Amerikan sineması muhteşem filmlere imza atıyor. Büyük depremler, volkan patlamaları, uzaylıların istilaları, göktaşı yağmuru, açlık, susuzluk, kuraklık…
Bu kadarı da olmaz dediğimiz bazı filmlerin kat kat fazlasını yaşıyor yaşlı dünyamız.
Hollywood filmleri genelde eğitici, sosyal mesaj içerikli filmler oluyor ve halkını olası bir felakete hazırlıyor. Keşke bizim de öyle filmlerimiz olsa ama bizim TRT akşama kadar kefere kanı akıtıyor; diğerleri baldızla, üvey anne ile akla hayale gelmeyecek sapıklıkların yapılabileceğinin mesajını veriyor!
Konumuz, son zamanlar sık sık üstünde durduğumuz gibi: Afetler!
Birkaç yıl önce akşam saatlerinde, Aksu Köyü üzerinden Fındıcak’a giden bir traktörcü, Kıran yokuşunda devrilmişti. Sürücü traktörün altında kalmış ama kılına zarar gelmemişti. Traktörün “acilen” sürücünün üstünden bir vinç ile profesyonelce kaldırılması lazımdı; aksi halde traktör her an sürücünün üstüne kapanabilirdi.
Allahtan o günlerde Domaniçli bir girişimci dev bir vinç almıştı. Ayrık ağızlılarda konu enine boyuna tartışılıyordu:
“Domaniç’te bununla ne yapacaksa… Parayı nereden bulduysa… Çalmıştır, define bulmuştur…” derken bu vahim olay oldu.

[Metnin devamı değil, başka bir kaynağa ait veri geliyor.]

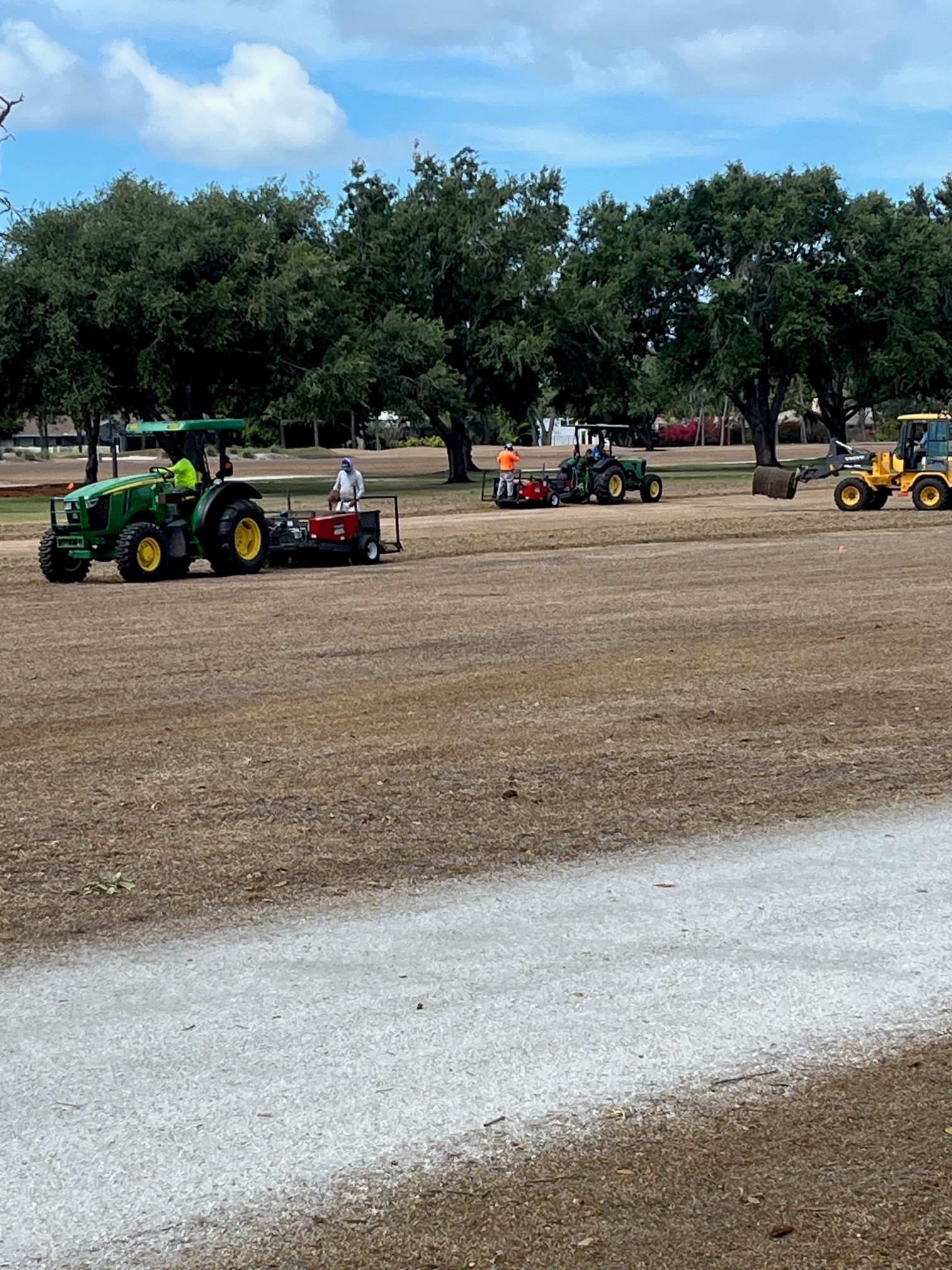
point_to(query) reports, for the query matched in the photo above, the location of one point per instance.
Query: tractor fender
(213, 502)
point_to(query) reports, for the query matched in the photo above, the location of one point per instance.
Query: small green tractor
(152, 529)
(601, 472)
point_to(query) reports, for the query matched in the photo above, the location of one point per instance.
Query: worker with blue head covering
(348, 488)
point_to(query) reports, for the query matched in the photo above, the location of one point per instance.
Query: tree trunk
(458, 449)
(92, 447)
(761, 402)
(834, 413)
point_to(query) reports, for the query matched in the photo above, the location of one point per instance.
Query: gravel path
(176, 1080)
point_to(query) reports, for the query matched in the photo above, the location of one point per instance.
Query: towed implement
(919, 466)
(151, 527)
(530, 489)
(341, 537)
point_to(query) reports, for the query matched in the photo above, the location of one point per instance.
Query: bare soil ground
(235, 745)
(517, 687)
(847, 1172)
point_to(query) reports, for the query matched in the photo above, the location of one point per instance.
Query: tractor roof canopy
(186, 426)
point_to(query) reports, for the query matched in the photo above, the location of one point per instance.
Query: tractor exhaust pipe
(776, 482)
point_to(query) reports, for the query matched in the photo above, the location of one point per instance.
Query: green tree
(57, 360)
(472, 256)
(604, 366)
(729, 271)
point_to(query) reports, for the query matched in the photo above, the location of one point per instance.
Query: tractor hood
(115, 486)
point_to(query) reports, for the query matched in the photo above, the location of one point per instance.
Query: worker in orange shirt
(507, 460)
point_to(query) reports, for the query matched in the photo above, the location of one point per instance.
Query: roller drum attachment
(776, 482)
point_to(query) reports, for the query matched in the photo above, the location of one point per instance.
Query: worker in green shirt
(184, 474)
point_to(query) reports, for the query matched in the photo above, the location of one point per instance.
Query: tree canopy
(467, 301)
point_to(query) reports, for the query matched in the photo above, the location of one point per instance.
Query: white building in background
(562, 432)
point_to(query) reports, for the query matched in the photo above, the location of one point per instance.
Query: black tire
(852, 495)
(650, 488)
(931, 495)
(608, 484)
(239, 541)
(57, 566)
(142, 552)
(366, 549)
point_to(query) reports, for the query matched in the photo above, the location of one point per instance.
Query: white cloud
(264, 107)
(836, 50)
(59, 88)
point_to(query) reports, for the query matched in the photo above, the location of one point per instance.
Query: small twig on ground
(745, 1076)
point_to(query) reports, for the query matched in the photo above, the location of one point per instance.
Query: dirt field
(518, 687)
(236, 745)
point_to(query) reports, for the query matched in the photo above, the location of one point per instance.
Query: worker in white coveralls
(348, 488)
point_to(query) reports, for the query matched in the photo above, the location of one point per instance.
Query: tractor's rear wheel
(59, 566)
(142, 552)
(366, 550)
(931, 495)
(650, 489)
(852, 495)
(609, 484)
(239, 540)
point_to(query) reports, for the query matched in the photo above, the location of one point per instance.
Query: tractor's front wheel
(241, 540)
(650, 489)
(609, 486)
(59, 566)
(852, 495)
(931, 495)
(142, 552)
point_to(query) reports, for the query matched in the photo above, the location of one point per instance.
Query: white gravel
(163, 1084)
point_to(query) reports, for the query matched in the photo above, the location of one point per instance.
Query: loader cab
(924, 442)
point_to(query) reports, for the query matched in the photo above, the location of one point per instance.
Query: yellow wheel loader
(919, 465)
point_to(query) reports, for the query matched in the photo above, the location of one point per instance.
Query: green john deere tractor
(152, 529)
(601, 472)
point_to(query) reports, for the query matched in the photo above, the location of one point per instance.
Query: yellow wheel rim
(931, 496)
(248, 539)
(149, 556)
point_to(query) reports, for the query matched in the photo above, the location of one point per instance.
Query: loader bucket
(776, 482)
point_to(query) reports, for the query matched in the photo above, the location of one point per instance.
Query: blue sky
(621, 94)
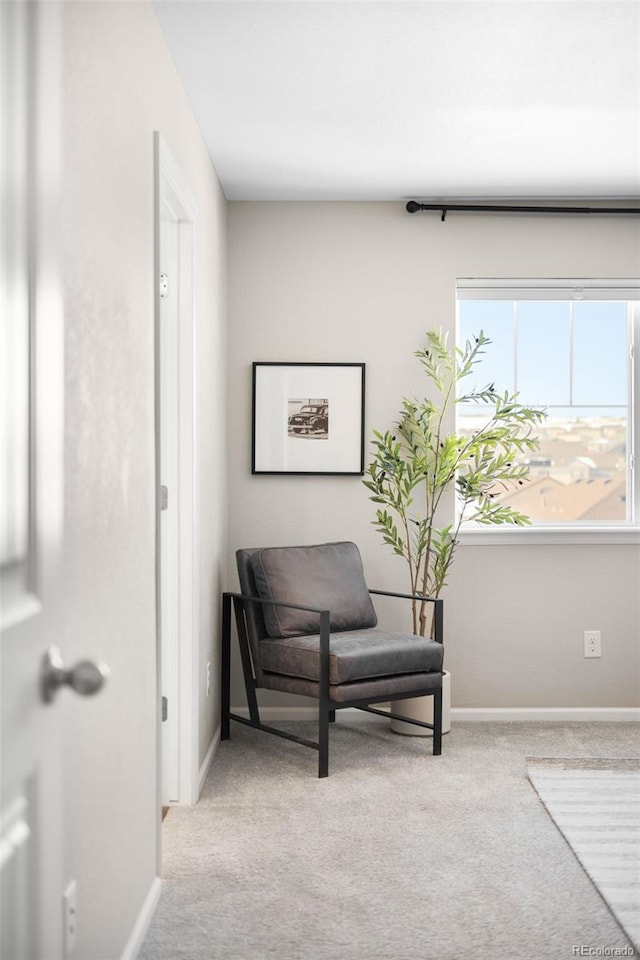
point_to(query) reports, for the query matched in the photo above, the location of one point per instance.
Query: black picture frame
(308, 418)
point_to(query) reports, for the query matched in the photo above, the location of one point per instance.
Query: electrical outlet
(592, 643)
(70, 900)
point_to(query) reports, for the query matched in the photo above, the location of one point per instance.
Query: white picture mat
(276, 451)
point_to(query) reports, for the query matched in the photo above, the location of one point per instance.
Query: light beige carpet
(595, 805)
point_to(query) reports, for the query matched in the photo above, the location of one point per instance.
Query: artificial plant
(421, 461)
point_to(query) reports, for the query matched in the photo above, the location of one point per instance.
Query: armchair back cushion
(328, 576)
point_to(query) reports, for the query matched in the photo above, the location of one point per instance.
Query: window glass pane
(600, 353)
(579, 474)
(543, 352)
(495, 319)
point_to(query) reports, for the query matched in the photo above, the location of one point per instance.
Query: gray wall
(120, 86)
(362, 282)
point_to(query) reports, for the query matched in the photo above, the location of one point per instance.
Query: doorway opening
(175, 514)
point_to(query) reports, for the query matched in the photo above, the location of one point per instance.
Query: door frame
(172, 188)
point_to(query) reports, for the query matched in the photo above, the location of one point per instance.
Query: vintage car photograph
(310, 419)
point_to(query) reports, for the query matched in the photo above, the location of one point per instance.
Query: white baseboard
(473, 714)
(208, 760)
(141, 925)
(547, 714)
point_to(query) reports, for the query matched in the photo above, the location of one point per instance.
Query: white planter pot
(421, 708)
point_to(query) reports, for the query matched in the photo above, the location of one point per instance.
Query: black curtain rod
(413, 207)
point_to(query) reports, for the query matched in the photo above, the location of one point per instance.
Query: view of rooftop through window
(572, 358)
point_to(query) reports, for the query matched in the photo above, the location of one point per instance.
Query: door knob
(86, 677)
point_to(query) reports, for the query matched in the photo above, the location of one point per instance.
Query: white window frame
(577, 289)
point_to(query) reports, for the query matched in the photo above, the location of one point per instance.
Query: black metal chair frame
(326, 707)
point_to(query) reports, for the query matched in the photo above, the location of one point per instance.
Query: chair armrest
(438, 613)
(325, 628)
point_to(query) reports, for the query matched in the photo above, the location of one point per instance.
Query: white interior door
(170, 506)
(31, 458)
(177, 540)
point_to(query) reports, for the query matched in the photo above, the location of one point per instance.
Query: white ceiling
(430, 99)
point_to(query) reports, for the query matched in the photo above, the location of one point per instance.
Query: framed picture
(308, 418)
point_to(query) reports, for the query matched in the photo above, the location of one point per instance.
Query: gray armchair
(306, 625)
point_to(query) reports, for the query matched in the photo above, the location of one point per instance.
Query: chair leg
(323, 739)
(225, 668)
(437, 722)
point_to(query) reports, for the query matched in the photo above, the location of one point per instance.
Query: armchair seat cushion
(354, 655)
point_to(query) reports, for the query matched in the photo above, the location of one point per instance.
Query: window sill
(514, 536)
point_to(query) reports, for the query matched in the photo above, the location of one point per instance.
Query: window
(566, 346)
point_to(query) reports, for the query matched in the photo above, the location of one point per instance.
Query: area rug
(595, 804)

Vinç alan girişimcimiz hakkında dedikodular yapıladursun, o anında olay yerine gelerek tereyağından kıl çeker gibi traktör sürücüsünü kurtardı. Bir can kurtuldu, bir eş dul kalmadı, çocuklar babasız kalmadı… Bugün o vinçten Domaniç’te çok sayıda var ve harıl harıl hizmet ediyorlar!

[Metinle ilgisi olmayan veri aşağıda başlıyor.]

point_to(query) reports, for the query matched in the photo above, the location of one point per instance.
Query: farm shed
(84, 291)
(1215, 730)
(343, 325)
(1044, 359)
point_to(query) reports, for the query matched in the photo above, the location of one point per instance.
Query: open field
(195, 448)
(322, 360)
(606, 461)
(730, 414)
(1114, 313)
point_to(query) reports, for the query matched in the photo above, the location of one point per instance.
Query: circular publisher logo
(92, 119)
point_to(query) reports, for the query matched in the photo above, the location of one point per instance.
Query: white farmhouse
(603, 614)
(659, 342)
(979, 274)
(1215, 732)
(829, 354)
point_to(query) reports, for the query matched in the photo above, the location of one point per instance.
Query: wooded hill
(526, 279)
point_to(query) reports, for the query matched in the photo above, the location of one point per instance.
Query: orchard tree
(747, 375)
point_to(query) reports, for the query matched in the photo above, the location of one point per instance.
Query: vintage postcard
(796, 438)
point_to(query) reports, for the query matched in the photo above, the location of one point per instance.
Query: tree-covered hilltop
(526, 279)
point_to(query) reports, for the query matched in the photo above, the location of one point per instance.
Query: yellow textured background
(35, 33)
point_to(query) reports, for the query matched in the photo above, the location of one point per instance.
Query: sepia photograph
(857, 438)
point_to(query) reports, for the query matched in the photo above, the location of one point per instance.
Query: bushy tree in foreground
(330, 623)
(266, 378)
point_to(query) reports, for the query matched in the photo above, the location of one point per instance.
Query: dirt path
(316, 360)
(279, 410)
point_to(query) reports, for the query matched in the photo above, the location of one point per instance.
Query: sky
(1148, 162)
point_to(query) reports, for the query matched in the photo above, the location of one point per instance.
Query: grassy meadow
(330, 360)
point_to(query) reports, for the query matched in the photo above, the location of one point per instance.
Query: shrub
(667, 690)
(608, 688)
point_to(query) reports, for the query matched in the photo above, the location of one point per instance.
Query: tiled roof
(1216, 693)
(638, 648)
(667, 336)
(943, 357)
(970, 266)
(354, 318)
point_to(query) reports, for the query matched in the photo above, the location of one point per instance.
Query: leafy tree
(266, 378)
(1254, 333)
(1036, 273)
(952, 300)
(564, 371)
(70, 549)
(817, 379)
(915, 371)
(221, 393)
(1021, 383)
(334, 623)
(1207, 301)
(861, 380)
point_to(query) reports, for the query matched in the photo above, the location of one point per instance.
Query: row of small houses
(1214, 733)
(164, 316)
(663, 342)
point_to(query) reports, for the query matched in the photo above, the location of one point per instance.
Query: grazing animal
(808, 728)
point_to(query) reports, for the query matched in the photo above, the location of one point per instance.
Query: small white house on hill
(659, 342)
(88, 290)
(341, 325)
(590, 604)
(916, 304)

Yerli marketlerimizde ne ararsan var. Misafiri yemeğe götürecek onlarca güzel lokantamız var, kafelerimiz var, onlarca minibüsümüz, taksimiz, kamyonlarımız var. Eskisinden çok fazla itfaiyemiz var. Hastanemiz var.

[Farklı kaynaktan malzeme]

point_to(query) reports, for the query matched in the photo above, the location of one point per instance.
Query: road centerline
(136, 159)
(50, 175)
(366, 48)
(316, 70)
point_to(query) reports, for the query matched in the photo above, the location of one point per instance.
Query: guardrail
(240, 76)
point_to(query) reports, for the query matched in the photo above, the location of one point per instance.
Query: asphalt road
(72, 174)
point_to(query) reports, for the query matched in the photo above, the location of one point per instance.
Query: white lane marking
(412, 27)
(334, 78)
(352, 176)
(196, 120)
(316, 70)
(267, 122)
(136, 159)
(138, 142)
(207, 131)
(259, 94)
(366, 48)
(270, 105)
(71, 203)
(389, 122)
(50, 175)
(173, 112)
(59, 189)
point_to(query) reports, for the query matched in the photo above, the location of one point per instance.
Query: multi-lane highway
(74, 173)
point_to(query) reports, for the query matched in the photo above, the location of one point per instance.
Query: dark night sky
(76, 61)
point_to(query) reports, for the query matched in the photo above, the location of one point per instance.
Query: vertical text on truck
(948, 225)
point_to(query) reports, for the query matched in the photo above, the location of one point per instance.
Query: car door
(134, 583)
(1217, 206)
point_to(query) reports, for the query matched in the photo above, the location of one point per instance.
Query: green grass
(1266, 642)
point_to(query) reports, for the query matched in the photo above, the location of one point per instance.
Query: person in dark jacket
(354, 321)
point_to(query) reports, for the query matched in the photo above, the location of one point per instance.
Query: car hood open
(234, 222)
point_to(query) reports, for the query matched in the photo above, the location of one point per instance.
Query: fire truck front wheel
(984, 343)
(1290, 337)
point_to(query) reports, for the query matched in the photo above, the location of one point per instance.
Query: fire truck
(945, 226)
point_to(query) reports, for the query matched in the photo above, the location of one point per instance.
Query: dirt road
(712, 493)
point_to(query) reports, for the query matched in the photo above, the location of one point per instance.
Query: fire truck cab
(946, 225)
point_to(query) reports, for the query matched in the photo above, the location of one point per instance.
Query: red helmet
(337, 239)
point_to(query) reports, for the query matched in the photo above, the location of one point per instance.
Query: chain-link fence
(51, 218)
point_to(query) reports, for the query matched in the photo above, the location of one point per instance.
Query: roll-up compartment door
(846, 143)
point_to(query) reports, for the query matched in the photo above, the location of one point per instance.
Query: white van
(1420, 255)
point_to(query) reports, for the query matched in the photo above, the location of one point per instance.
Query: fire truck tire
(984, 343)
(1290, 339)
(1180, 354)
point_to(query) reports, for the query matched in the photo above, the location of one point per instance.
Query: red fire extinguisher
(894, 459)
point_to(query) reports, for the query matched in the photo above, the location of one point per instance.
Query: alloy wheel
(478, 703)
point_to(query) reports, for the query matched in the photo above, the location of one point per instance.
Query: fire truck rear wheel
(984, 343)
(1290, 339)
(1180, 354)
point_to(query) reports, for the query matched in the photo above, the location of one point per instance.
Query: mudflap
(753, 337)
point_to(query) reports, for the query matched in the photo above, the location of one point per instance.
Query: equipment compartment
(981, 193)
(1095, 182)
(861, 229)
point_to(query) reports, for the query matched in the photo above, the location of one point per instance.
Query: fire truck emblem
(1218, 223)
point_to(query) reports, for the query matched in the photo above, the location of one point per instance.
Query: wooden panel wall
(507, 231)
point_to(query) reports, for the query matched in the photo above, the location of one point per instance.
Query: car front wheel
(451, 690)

Bu örnekte de görüldüğü gibi afet durumlarında kendi esnafımız, kendi girişimcilerimiz ne kadar güçlüyse işimiz o kadar kolaylaşıyor.
Çukurca orman yangınında elimizdeki imkânlar yetersiz kalmıştı. Domaniç Gazetesi olarak 4 gün dağlardan sürekli haber yaptık. Elimizdeki AA, DHA ve İHA ajansları temsilciliği ile yangının haber ve görüntülerini ulusal gündeme taşıdık. Memleketin her yerinden haberleri görenler yiyecek, içecek, insan ve makine gücüyle desteğe geldiler.
Merdiven altı sahte haberciler ise “İtfaiyeciler öldü, şunlar kayboldu…” gibi beğeni almak için kaynaksız, dayanaksız uydurma haberlerle ortalığı bulandırdılar.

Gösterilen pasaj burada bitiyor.